Toi qui entres dans la vie, mon fils, voici mes derniers conseils : si tu prends le parti de répondre à la vie par la force et la vitalité, ne garde aucun scrupule et va toujours de l’avant ; tel un navire rapide et puissant, suis ton chemin sans te soucier de l’écume que ton étrave déplace ; bats-toi comme un lion dans la forêt sociale, sans pitié et sans cœur ; et si l’intérêt des décisions que tu prendras le commande, abats impitoyablement les obstacles que tu rencontreras, même si ces obstacles te sont chers, même si c’est ton père qui te barre le chemin. Oui, même moi, il te faudra m’abattre.
Si tu prends le parti de répondre à la vie par la douceur et la résignation, demeure jusqu’à ta mort doux et résigné. Ne te laisse jamais gagner par la colère et la haine, quand même cette colère et cette haine seraient-elles justifiées par les plus terribles injustices et les plus légitimes défenses. Pardonne toujours à tes ennemis et bénis-les de t’avoir offensé ; rends le mal par le bien et le bien par le mieux ; et tu devras agir de la sorte en présence des pires canailles que l’humanité est capable de porter dans ses flancs.

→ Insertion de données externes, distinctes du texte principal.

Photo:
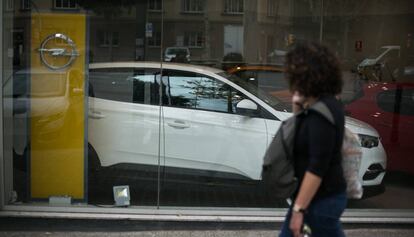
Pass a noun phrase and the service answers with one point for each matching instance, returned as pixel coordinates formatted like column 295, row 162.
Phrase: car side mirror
column 247, row 107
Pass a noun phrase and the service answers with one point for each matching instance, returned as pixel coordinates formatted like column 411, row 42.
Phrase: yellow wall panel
column 57, row 122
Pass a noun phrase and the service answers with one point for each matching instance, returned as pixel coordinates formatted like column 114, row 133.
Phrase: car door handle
column 178, row 124
column 96, row 115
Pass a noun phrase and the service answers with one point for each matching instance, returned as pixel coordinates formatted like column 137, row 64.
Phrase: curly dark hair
column 313, row 70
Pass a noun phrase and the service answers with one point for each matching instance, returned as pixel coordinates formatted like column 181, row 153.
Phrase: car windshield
column 176, row 51
column 270, row 100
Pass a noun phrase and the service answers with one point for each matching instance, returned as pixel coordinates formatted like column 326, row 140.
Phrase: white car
column 205, row 122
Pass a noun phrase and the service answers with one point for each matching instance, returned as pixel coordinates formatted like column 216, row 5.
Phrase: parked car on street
column 205, row 122
column 389, row 108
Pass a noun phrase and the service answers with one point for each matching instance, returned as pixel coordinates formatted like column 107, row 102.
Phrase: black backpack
column 278, row 175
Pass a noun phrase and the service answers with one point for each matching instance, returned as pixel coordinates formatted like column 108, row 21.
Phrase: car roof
column 156, row 65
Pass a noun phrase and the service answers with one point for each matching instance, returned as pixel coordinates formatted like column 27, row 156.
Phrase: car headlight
column 368, row 141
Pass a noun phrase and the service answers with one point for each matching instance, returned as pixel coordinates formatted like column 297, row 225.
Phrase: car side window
column 124, row 85
column 387, row 101
column 196, row 91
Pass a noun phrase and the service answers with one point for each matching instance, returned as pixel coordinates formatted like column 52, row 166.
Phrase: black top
column 318, row 145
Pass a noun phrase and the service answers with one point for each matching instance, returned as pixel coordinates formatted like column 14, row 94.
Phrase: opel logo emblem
column 49, row 54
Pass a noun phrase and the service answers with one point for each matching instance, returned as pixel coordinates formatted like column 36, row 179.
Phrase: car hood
column 359, row 127
column 355, row 125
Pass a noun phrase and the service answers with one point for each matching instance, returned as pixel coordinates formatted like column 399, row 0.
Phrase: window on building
column 272, row 7
column 193, row 6
column 399, row 102
column 65, row 4
column 9, row 5
column 194, row 39
column 233, row 6
column 155, row 5
column 25, row 5
column 155, row 40
column 108, row 38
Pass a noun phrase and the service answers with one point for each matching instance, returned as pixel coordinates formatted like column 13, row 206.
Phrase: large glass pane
column 82, row 107
column 180, row 99
column 249, row 40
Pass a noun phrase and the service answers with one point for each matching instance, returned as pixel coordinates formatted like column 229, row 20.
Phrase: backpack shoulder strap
column 322, row 109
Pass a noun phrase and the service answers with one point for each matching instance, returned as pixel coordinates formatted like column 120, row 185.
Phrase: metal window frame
column 2, row 180
column 389, row 216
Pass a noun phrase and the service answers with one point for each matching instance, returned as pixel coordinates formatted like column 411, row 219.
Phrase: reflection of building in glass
column 260, row 31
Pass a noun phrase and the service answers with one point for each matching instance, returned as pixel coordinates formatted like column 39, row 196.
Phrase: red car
column 389, row 108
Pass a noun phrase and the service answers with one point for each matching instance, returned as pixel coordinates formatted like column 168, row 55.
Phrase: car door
column 124, row 117
column 204, row 135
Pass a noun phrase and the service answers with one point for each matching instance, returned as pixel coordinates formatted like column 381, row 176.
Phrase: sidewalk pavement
column 13, row 227
column 208, row 233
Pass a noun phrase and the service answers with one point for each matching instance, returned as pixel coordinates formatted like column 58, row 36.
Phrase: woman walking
column 314, row 75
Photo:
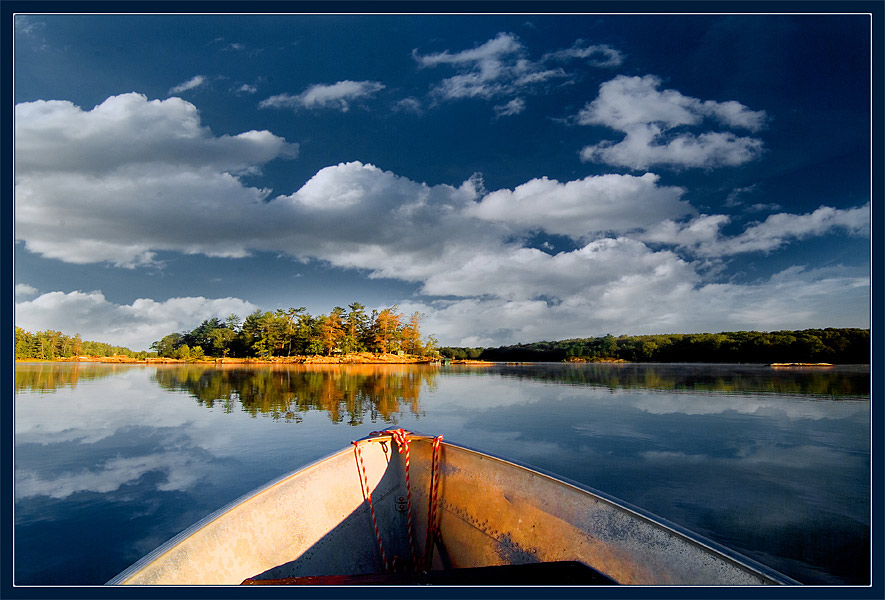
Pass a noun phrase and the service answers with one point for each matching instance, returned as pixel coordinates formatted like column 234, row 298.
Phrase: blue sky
column 514, row 178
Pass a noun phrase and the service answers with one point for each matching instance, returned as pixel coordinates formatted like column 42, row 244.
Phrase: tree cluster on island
column 295, row 332
column 832, row 345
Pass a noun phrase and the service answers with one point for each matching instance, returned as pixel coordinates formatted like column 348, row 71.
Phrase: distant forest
column 295, row 332
column 291, row 332
column 843, row 346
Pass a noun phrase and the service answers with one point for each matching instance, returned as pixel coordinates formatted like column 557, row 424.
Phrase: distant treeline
column 295, row 332
column 51, row 345
column 843, row 346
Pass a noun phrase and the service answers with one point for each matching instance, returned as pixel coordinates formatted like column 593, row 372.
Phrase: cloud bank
column 652, row 121
column 103, row 186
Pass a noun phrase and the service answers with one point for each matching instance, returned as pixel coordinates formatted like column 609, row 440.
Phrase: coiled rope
column 401, row 438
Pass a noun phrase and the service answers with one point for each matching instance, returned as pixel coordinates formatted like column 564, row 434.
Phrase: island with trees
column 283, row 335
column 354, row 335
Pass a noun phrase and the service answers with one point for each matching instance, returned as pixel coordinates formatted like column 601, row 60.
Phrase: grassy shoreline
column 355, row 358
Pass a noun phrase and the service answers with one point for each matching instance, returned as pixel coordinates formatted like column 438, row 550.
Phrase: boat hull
column 317, row 521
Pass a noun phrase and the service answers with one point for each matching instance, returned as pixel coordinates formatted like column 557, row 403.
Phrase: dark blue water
column 111, row 461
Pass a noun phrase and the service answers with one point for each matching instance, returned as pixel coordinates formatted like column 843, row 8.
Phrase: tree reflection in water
column 348, row 393
column 46, row 377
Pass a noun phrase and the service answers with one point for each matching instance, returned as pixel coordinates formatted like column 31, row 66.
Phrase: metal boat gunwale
column 710, row 546
column 649, row 517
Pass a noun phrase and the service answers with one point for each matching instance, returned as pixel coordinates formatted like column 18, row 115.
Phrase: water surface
column 112, row 460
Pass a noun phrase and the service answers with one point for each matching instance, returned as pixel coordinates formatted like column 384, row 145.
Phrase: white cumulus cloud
column 639, row 261
column 585, row 207
column 337, row 95
column 192, row 83
column 648, row 117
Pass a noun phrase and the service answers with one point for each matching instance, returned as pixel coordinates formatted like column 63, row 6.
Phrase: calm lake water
column 113, row 460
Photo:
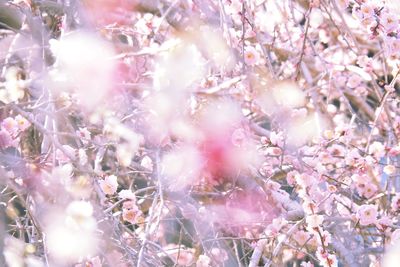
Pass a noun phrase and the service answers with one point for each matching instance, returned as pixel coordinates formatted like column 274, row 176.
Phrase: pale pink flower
column 377, row 149
column 130, row 204
column 109, row 185
column 238, row 137
column 389, row 169
column 291, row 177
column 304, row 180
column 368, row 190
column 389, row 21
column 83, row 158
column 395, row 205
column 251, row 56
column 10, row 125
column 314, row 221
column 203, row 261
column 326, row 238
column 127, row 194
column 354, row 81
column 306, row 264
column 219, row 255
column 301, row 237
column 367, row 10
column 395, row 236
column 22, row 123
column 5, row 139
column 367, row 214
column 84, row 135
column 383, row 223
column 67, row 156
column 131, row 215
column 343, row 4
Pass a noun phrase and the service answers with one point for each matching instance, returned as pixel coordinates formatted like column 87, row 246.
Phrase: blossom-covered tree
column 199, row 133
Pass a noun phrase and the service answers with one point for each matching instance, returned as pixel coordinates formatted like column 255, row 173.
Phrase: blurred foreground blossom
column 84, row 67
column 71, row 236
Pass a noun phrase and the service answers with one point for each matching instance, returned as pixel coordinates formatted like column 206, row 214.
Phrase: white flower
column 126, row 194
column 251, row 56
column 314, row 221
column 109, row 185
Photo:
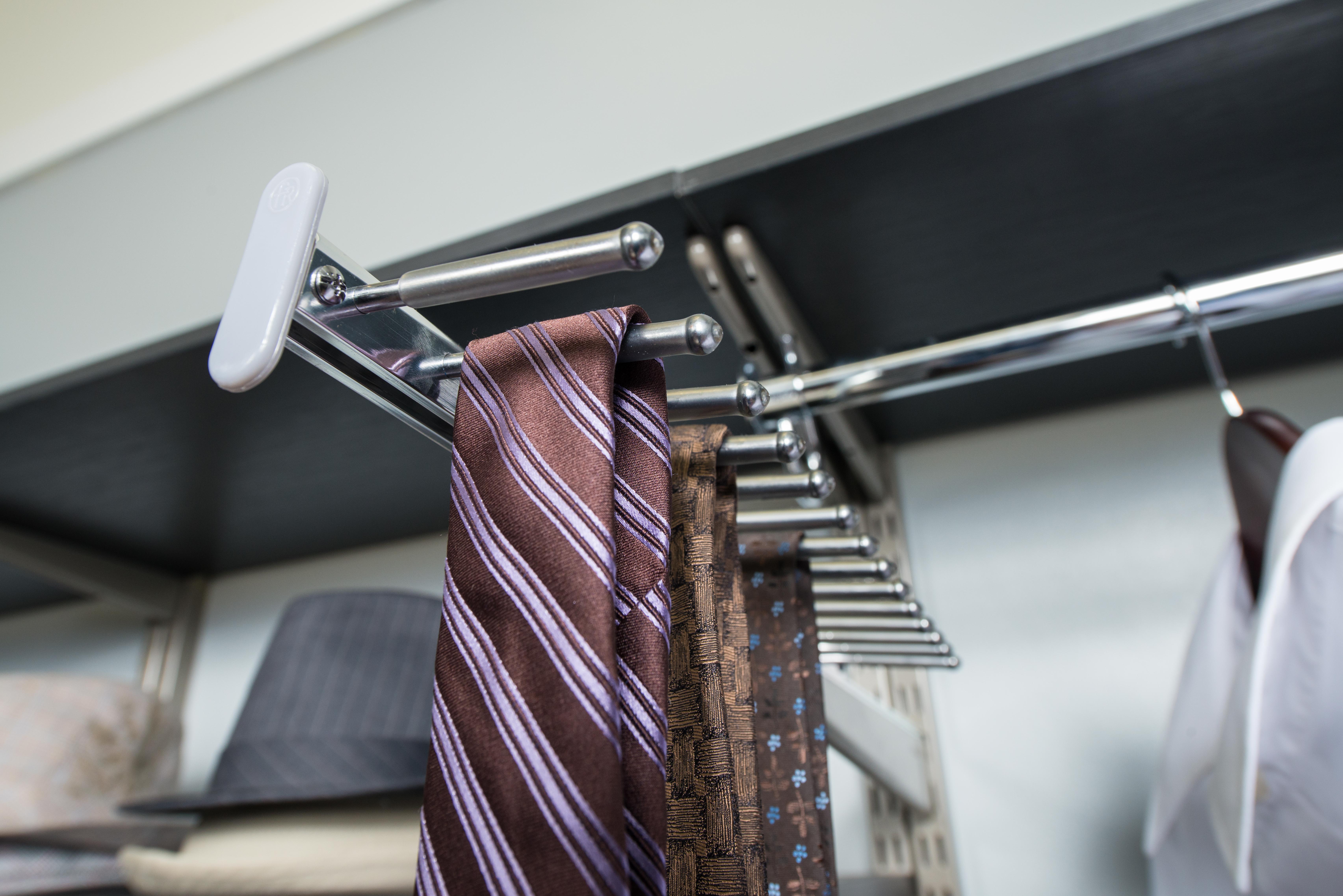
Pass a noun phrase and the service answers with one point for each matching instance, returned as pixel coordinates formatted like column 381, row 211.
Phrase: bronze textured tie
column 790, row 719
column 714, row 809
column 550, row 709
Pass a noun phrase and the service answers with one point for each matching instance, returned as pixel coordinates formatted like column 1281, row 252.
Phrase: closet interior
column 1058, row 234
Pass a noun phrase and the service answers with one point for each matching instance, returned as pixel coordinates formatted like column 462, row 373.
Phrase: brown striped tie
column 550, row 712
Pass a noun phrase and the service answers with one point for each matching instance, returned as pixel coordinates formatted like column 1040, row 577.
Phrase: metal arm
column 817, row 484
column 770, row 448
column 695, row 335
column 837, row 518
column 637, row 246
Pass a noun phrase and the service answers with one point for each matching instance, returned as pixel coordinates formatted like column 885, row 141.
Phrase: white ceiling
column 77, row 72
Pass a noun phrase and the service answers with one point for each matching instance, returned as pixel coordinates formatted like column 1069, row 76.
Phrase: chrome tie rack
column 296, row 291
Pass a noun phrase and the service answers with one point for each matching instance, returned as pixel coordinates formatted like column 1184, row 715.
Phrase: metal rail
column 1275, row 292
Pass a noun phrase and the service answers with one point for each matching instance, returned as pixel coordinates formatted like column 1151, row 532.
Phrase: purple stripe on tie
column 648, row 864
column 592, row 848
column 643, row 717
column 571, row 395
column 574, row 659
column 493, row 856
column 543, row 486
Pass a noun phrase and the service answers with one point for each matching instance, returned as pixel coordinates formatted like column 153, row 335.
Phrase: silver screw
column 328, row 285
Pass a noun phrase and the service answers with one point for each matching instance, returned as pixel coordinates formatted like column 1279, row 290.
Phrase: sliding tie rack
column 295, row 289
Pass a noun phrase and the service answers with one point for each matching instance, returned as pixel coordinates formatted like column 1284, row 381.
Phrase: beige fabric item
column 72, row 749
column 285, row 852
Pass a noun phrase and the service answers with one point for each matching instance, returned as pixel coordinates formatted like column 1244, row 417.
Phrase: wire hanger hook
column 1194, row 316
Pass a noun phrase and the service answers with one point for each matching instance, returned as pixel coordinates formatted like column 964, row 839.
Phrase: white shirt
column 1254, row 758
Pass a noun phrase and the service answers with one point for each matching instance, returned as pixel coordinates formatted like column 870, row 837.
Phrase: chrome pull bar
column 880, row 637
column 871, row 624
column 864, row 546
column 837, row 518
column 637, row 246
column 771, row 448
column 817, row 484
column 888, row 649
column 739, row 400
column 695, row 335
column 890, row 660
column 867, row 608
column 851, row 589
column 879, row 569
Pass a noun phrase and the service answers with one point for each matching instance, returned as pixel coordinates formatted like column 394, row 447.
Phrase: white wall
column 444, row 119
column 241, row 614
column 86, row 639
column 1066, row 559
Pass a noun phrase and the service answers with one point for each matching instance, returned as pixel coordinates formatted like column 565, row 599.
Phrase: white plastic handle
column 270, row 279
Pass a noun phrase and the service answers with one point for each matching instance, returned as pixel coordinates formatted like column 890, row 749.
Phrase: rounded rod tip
column 703, row 334
column 789, row 447
column 821, row 484
column 641, row 245
column 753, row 398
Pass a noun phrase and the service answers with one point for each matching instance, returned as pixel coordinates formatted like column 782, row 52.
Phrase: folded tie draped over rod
column 296, row 291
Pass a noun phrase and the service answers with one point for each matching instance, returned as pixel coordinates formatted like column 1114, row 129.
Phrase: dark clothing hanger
column 1256, row 445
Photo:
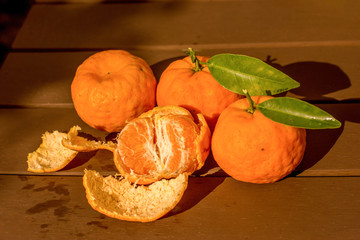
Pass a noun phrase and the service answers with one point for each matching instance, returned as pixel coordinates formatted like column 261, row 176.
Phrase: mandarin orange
column 161, row 143
column 112, row 87
column 253, row 148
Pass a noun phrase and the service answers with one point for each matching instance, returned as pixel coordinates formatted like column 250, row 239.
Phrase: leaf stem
column 198, row 65
column 251, row 108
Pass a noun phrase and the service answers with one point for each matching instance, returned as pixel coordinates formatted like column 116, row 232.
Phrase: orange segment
column 162, row 143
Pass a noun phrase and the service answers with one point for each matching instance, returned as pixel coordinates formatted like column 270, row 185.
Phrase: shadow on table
column 198, row 188
column 316, row 80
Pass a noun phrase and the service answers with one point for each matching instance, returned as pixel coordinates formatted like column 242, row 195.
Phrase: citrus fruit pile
column 165, row 130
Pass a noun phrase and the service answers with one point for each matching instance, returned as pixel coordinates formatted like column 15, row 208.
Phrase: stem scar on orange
column 188, row 83
column 252, row 148
column 112, row 87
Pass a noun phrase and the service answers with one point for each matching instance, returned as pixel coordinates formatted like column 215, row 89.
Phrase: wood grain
column 55, row 207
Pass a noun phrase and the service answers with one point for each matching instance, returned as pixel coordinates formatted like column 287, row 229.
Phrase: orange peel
column 51, row 155
column 125, row 201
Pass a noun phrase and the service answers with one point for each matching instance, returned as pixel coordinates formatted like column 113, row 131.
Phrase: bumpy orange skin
column 111, row 87
column 198, row 91
column 162, row 143
column 253, row 148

Mais ne sois jamais, mon fils, un homme médiocre et mitigé ; ne sois jamais bon ou mauvais selon les circonstances : ne sois pas un juste capable des pires excès ou un méchant qui se laisse parfois attendrir. Si tu devenais un tel homme, je préfèrerais que tu ne te présentas plus devant moi. Vois-tu, mon fils, je voudrais que tu sois…
Tu seras un gangster, mon fils… ou un saint.